All right, so I wasn’t perfect last week.  So what?  You know what happened when I got on the scales on Saturday?  I was down 1.8 pounds.  That, right there, is progress.  And that progress didn’t come from perfection.  It just came from actually trying, from working hard and not giving up because I didn’t quite do everything.

Part of me, of course, is saying stupid things.  “You could have done better, if you’d just hit your calorie goals.”  “You could have lost more, if you’d just walked more.”  But that voice isn’t important, and it isn’t carrying the day.  Sure, maybe I could have done better.  But “maybes” and “perhapses” and “if onlys” and a $1.50 will get me a 20 oz Coke Zero out of a vending machine.  They aren’t worth anything, is what I’m saying, and I’m not going to indulge them

Now to do it again this week.  Because, as I keep trying to remind myself, I’m doing this for health, not just for weight loss.  I’m changing my life, not hitting a target and then stopping.  And I can see that life change, even if I haven’t yet hit my final goal.  Because I’m more than a hundred pounds lighter than I was when I started this project more than two years ago, and I’ve kept it off despite distractions and stress and illness and injury, and that is success.

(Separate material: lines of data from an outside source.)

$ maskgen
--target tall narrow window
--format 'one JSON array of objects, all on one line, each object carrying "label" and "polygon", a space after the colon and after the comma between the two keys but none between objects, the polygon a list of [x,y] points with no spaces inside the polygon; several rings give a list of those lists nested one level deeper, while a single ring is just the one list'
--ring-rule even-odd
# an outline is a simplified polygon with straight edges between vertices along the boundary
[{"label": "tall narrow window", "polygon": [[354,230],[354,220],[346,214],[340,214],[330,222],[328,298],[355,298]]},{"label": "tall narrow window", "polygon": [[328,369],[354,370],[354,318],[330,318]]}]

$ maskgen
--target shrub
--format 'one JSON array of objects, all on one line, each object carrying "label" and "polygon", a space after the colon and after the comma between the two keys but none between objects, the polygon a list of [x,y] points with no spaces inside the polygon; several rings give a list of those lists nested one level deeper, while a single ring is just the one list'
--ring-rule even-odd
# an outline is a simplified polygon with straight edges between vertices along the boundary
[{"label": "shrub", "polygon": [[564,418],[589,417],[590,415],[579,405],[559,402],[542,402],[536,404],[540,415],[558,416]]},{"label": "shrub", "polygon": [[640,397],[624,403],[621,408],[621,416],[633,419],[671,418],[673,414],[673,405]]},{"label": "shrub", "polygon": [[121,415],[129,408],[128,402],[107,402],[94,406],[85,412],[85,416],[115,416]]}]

Actually, I Feel Better Now

Yeah, I know.  I got a little ranty, yesterday.  Is “ranty” a word?  Well, it is now.  It is now a word, and it is a word that well describes my mood from yesterday.  “Frustrated” would be another good word, but “ranty” works.  I think I’m over it now, though.  Why?  A couple of reasons.

First reason:  my amazing wife, who reminded me once again (because I really need the reminding right now) that this is a process, not a race.  And that there’s no shame in being busy, and in “only” maintaining a 115 pound weight loss.  Because there’s no “only” about that.  Also, she reminded me that she loves me no matter what weight I’m at, and that made me all happy and damnit I’m not getting a little teary!  It’s just some… some grit!  Yeah, that’s it!  Grit!

Seriously, though, she’s an amazing woman.

Second reason:  I believe I mentioned a couple of months back that I’m in a competition of sorts with a friend of mine.  He doesn’t have as far to go, but we support each other in an adversarially-friendly way that actually works pretty well and that only doesn’t end in blood because we are good friends.  Well, he texted me after reading my post and let me know he’s having a little bit of a struggle as well.  And that was nice.  Not that he’s having trouble, mind, but that he took the time to remind me that I’m not the only one having trouble.

I’ve got great family and friends, and they’re a huge chunk of why I’m still trying.  Damn, but I’m a lucky man.